For readers who have not yet purchased a copy (ie almost all of them), Religion and Legal Pluralism, edited by Russell Sandberg, published by Routledge and with chapters by Frank, David, Mark Hill, Gillian Douglas and others, is now out in paperback at £34.99. And for those unable to pick up a copy at Greenbelt, Gary Alderson’s Writes of the Church is to be published on Friday, 22 September, a snip at £6.99.
- Paul Caira, RightsInfo: What’s a Row Over Wearing Dresses Got to do with Human Rights?: answer, as we’ve suggested ourselves, quite a lot.
- Marc O DeGirolami and Kevin C Walsh, First Things: A Less Corrupt Term: a retrospect on 2016-17 at SCOTUS.
- Neil Foster, Law and Religion Australia: Free speech and vilification in the marriage law postal survey: on the Australian Marriage Law Survey (Additional Safeguards) Act 2017, which will come into operation on Thursday 14 September.
- Neil Foster, Law and Religion Australia: Some in-depth reading on same-sex marriage issues: list of links.
- Giles Fraser, The Guardian: The disestablishment of the church is now necessary and inevitable: “only 15% see themselves as being a part of the national church, the Church of England” – or as they say north of Carter Bar, the Church of Scotland.

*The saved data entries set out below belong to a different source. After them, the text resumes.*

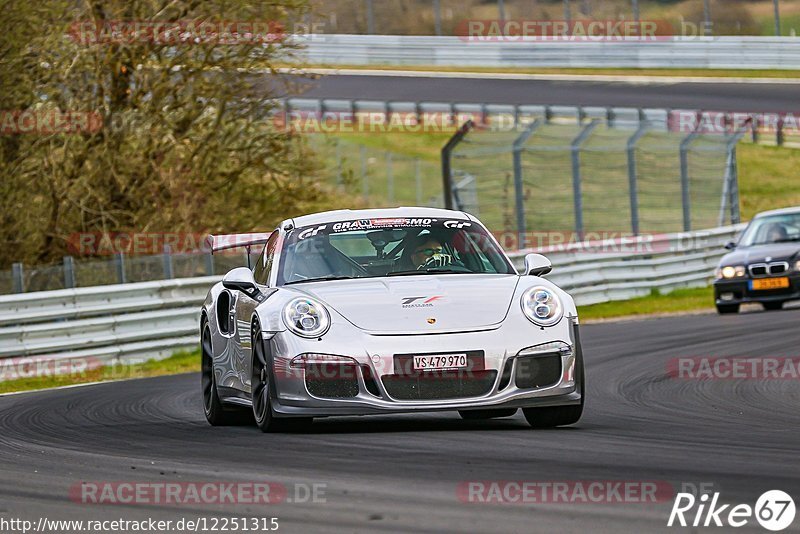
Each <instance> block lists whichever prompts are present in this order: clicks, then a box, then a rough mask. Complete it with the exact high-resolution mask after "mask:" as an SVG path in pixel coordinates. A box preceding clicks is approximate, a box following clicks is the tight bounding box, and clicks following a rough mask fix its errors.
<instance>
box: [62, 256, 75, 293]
mask: <svg viewBox="0 0 800 534" xmlns="http://www.w3.org/2000/svg"><path fill="white" fill-rule="evenodd" d="M74 287H75V260H74V259H73V258H72V256H64V289H72V288H74Z"/></svg>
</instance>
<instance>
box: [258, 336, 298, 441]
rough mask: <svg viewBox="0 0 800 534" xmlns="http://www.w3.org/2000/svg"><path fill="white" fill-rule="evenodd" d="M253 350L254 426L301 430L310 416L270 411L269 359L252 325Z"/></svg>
mask: <svg viewBox="0 0 800 534" xmlns="http://www.w3.org/2000/svg"><path fill="white" fill-rule="evenodd" d="M250 346H251V347H252V351H253V366H252V373H251V380H250V386H251V396H252V397H251V399H252V403H253V417H254V418H255V420H256V426H258V428H259V429H261V431H262V432H286V431H292V430H301V429H304V428H305V427H307V426H309V425H310V424H311V422H312V418H310V417H302V418H299V417H298V418H286V419H281V418H278V417H275V414H274V412H273V411H272V391H271V387H270V375H269V370H270V368H271V366H270V365H269V359H268V358H267V353H266V350H265V349H264V341H263V339H262V338H261V331H260V329H259V328H258V327H257V326H255V325H254V326H253V338H252V344H251V345H250Z"/></svg>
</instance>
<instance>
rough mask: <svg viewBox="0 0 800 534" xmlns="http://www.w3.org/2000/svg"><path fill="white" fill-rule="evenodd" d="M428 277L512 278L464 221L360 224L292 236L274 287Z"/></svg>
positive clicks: (504, 268)
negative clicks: (438, 276)
mask: <svg viewBox="0 0 800 534" xmlns="http://www.w3.org/2000/svg"><path fill="white" fill-rule="evenodd" d="M430 274H516V273H515V271H514V268H513V266H512V265H511V264H510V263H509V262H508V259H507V258H506V256H505V255H504V254H503V252H502V251H501V250H500V248H499V247H498V246H497V244H496V242H495V241H494V239H492V238H491V236H489V234H488V233H487V232H486V231H485V230H484V229H483V227H481V226H480V225H479V224H477V223H474V222H471V221H468V220H444V219H412V218H394V219H360V220H351V221H340V222H335V223H328V224H320V225H315V226H308V227H303V228H296V229H293V230H291V231H290V232H289V233H288V235H287V236H286V241H285V245H284V248H283V251H282V253H281V263H280V268H279V272H278V285H284V284H291V283H299V282H310V281H321V280H340V279H350V278H375V277H382V276H415V275H430Z"/></svg>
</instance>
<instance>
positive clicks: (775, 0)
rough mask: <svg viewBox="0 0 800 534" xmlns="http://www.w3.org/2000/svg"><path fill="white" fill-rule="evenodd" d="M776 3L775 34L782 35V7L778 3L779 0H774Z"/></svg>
mask: <svg viewBox="0 0 800 534" xmlns="http://www.w3.org/2000/svg"><path fill="white" fill-rule="evenodd" d="M772 1H773V4H774V11H775V35H776V36H777V37H780V35H781V8H780V6H779V5H778V0H772Z"/></svg>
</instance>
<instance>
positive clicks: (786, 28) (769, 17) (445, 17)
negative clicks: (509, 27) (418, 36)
mask: <svg viewBox="0 0 800 534" xmlns="http://www.w3.org/2000/svg"><path fill="white" fill-rule="evenodd" d="M773 3H774V10H771V11H768V12H765V13H763V14H761V15H759V16H758V17H755V16H754V15H753V13H751V12H750V11H749V10H748V9H746V8H744V7H743V6H734V7H733V8H732V7H730V6H726V9H721V6H722V2H719V3H718V2H710V0H703V1H702V2H700V1H699V0H698V1H697V2H695V3H691V2H687V3H684V4H683V5H681V6H675V7H672V8H671V9H670V8H669V6H667V5H665V3H664V2H659V1H656V0H618V1H611V2H609V1H608V0H603V1H600V0H555V1H545V2H539V1H535V0H534V1H531V0H312V2H311V12H310V14H309V15H308V16H306V17H305V19H303V20H302V21H296V24H297V26H298V29H304V28H305V27H307V28H308V29H304V31H309V30H310V31H311V32H312V33H342V34H384V35H453V34H454V33H455V32H457V31H458V30H459V29H460V28H462V27H463V26H464V23H465V21H466V20H467V19H497V20H520V19H524V20H543V21H574V20H581V19H600V20H619V19H627V20H650V19H654V18H655V19H656V20H661V19H664V18H665V16H666V18H667V20H669V21H671V22H672V24H673V25H674V26H675V28H673V30H674V31H675V33H678V32H679V31H680V30H681V25H680V22H681V21H684V20H686V21H689V22H691V23H692V24H693V31H695V32H697V33H698V34H701V35H796V34H797V33H798V32H800V20H798V18H797V15H796V13H795V10H791V14H789V15H787V14H784V16H783V17H781V10H780V4H784V6H788V5H789V2H787V1H786V0H782V1H781V0H773ZM712 8H713V9H712ZM672 19H674V20H672Z"/></svg>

- House of Lords Library Briefing: Lords Spiritual.
- Karlson Leung, Verfassungsblog: Reconciling Religion: Lessons Learned from the Triple Talaq Case for Comparative Constitutional Governance: managing constitutional governance in a situation with an increasing number of seemingly-irreconcilable religious and cultural tensions.

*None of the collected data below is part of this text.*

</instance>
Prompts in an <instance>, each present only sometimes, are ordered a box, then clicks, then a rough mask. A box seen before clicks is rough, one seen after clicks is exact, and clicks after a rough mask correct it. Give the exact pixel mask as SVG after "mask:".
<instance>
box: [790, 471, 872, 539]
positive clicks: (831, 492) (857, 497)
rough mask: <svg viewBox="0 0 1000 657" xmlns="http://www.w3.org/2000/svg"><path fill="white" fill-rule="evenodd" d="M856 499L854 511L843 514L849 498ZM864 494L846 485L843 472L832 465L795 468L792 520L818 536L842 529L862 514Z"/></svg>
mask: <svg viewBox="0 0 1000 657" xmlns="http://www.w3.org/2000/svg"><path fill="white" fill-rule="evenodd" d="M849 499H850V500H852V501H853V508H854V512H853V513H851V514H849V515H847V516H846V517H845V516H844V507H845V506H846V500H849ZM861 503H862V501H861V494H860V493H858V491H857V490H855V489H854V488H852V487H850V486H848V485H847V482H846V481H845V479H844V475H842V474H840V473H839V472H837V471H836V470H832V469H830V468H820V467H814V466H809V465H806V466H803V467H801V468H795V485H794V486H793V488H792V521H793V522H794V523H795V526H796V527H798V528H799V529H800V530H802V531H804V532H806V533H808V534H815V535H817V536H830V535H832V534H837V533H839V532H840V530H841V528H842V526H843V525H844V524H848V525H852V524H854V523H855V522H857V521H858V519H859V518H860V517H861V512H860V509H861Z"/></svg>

- National Archdeacons’ Forum: Archdeacons’ News, Bulletin No 27
- L Daniel Staetsky, Institute for Jewish Policy Research: Antisemitism in contemporary Great Britain: A study of attitudes towards Jews and Israel: suggests that there is very little antisemitism in GB, though criticism of the policies of the State of Israel is much more common.
- Church of England: Fortnight in Westminster, 4th – 15th September 2017. During this period, bishops spoke in debates on prison overcrowding, digital understanding, Brexit, and gambling. They supported bills on raising the age of criminal responsibility and on supporting the victims of modern slavery. Bishops also asked questions about housing, children’s hospices, the Rohingya people in Myanmar, the Banking Standards Commission and school admissions. The Second Church Estates Commissioner answered questions from MPs on cathedral and church entry charges and church lavatories, and spoke about Coventry’s bid to be 2021 City of Culture.
— Ian Black ☕️ (@canonianblack) September 11, 2017
Don’t know about it being a case for us – but we’d have thought that simply buying the paper deed couldn’t possibly mean that you would acquire the title to the grave as well, not least because ground consecrated to the use of the Church of England is inalienable in perpetuity unless subsequently deconsecrated – which, since it’s in a churchyard, it almost certainly won’t have been. Any burial law specialists out there with an expert opinion?
After the 1990s British comedy film Nuns on the Run (which included Robbie Coltrane’s memorable instructions on how to cross oneself), Hurricane Irma has now brought us a “chain-saw-wielding nun”. The Washington Post reports:
“Sister Margaret Ann principal of Archbishop Coleman F. Carroll High School in Miami, said the street from her convent to the campus was blocked Monday by downed trees, forcing drivers to steer onto the sidewalk, where they were sliding in mud and debris … she walked out to SW 104th Street wielding a roaring power tool — and praying for those who were affected by the storm”.
The Miami-Dade police video shows Sister Margaret Ann in action – but others who might wish to replicate her commendable public spirit should note that a Carmelite habit is not the ideal Personal Protective Equipment (PPE), particularly in a high wind.